You can read more about the effort and download the .NET prototype code at the HTML5 Labs site.

What is WebSockets?

WebSockets is one of the HTML 5 working specifications driven by the W3C to define a duplex communication protocol for use between web browsers and servers. The protocol enables applications that exchange messages between the client and the server with communication characteristics that cannot be met with the HTTP protocol.

In particular, the protocol enables the server to send messages to the client at any time after the WebSockets connection has been established and without the HTTP protocol overhead. This contrasts WebSockets with technologies based on the HTTP long polling mechanism available today.

For this early WebSockets prototype we are using a Silverlight plug-in on the client and a WCF service on the server. In the future, you may see HTML5 Labs using a variety of other technologies.

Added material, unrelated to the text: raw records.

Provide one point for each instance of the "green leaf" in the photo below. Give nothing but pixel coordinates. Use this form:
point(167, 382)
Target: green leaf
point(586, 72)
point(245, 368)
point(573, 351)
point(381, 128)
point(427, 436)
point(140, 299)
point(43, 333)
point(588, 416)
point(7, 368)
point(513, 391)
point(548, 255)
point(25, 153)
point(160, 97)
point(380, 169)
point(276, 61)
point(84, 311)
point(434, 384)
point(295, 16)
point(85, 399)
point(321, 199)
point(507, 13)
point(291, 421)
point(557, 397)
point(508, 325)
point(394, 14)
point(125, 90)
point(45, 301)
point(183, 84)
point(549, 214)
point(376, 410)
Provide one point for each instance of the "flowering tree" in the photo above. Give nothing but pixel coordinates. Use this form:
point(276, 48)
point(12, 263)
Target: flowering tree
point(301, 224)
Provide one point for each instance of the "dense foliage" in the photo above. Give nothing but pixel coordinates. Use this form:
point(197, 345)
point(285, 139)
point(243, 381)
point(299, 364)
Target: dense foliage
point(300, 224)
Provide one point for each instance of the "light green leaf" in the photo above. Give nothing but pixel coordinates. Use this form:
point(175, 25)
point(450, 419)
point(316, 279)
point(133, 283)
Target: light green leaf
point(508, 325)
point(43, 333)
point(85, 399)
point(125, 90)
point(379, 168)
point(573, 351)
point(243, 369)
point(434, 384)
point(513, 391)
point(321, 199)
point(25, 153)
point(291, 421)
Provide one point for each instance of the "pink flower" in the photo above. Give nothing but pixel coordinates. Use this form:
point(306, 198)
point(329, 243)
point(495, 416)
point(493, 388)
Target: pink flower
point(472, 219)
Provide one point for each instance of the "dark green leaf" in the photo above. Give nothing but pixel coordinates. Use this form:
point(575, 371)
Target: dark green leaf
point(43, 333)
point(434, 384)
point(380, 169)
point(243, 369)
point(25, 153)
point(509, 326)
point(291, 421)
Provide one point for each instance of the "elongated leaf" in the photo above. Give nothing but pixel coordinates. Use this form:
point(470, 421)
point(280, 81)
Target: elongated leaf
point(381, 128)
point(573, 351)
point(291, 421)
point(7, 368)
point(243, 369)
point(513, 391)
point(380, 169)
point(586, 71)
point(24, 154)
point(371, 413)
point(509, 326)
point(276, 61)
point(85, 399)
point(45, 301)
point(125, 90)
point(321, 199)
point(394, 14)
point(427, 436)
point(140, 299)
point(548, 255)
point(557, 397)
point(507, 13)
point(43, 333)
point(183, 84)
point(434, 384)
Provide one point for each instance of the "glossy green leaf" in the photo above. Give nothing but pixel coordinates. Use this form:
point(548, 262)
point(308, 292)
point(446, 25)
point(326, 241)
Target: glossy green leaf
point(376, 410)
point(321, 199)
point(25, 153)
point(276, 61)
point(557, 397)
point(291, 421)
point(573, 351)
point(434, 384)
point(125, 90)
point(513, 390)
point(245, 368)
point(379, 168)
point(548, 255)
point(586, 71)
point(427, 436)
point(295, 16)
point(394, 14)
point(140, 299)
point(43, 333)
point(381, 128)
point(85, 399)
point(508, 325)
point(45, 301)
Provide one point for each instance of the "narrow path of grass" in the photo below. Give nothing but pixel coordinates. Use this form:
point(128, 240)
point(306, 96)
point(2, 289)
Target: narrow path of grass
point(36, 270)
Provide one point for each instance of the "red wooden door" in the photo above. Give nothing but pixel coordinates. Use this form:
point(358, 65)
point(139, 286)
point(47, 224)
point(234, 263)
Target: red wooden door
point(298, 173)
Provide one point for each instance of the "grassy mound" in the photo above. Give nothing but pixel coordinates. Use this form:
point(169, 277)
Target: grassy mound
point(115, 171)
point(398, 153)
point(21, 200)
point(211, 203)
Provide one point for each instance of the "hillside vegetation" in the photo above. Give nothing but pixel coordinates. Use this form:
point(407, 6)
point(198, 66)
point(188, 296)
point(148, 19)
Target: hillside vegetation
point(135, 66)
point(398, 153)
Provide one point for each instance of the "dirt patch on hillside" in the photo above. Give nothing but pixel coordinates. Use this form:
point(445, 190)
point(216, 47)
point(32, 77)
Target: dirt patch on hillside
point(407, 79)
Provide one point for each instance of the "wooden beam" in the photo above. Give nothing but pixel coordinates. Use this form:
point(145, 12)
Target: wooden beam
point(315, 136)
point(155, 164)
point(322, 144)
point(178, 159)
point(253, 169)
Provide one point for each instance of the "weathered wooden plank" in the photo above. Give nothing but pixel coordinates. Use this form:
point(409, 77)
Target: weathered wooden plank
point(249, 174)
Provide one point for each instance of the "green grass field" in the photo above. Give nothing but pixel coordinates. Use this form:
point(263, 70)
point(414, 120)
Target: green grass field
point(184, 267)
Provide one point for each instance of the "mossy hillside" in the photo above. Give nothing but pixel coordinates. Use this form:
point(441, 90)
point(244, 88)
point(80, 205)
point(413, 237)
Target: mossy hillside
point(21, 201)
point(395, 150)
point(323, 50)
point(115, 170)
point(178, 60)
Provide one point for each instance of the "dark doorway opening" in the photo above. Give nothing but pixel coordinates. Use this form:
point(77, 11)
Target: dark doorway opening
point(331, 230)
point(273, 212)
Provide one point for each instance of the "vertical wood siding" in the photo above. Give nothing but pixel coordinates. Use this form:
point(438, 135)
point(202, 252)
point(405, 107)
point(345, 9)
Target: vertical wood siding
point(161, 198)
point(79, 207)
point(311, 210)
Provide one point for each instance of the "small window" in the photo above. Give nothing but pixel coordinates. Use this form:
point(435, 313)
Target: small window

What are we making available?

Along with the downloadable .NET prototype implementation of the WebSocket proposed draft specification, we are also hosting a sample web chat application based on that prototype in Windows Azure at http://html5labs.cloudapp.net/WebSockets/ChatDemo/wsdemo.html. The sample web chat application demonstrates the following components of the prototype:  

  1. The server side of the WebSocket protocol implemented using Windows Communication Foundation from .NET Framework 4. The WCF endpoint the sample application communicates with implements the draft WebSocket proposal.
  2. The client side prototype implementation consisting of two components:

  3. A Silverlight 4 application that implements the same draft of the WebSocket protocol specification.
  4. A jQuery extension that dynamically adds the Silverlight 4 application above to the page and creates a set of JavaScript WebSocketDraft APIs that delegate their functionality to the Silverlight application using the HTML bridge feature of Silverlight.

The downloadable package contains a .NET prototype implementation consisting of the following components:

  1. A WCF 4.0 server side binding implementation of the WebSocket specification draft.
  2. A prototype of the server side WCF programming model for WebSockets.
  3. Silverlight 4 client side implementation of the protocol.
  4. .NET 4.0 client side implementation of the protocol.
  5. A HTML bridge from the Silverlight to JavaScript that enables use of the prototype from JavaScript applications running in browsers that support Silverlight.
  6. Web chat and stock quote samples.

Given the prototype nature of the implementation, the following restrictions apply:

  1. A Silverlight client (and a JavaScript client, via the HTML bridge) can only communicate using the proposed WebSocket protocol using ports in the range 4502-4534 (this is related to Network Security Access Restrictions applied to all direct use of sockets in the Silverlight platform).
  2. Only text messages under 126 bytes of length (UTF-8 encoded) can be exchanged.
  3. There is no support for web proxies in the client implementation.
  4. There is no support for SSL.
  5. Server side implementation limits the number of concurrent WebSocket connections to 5.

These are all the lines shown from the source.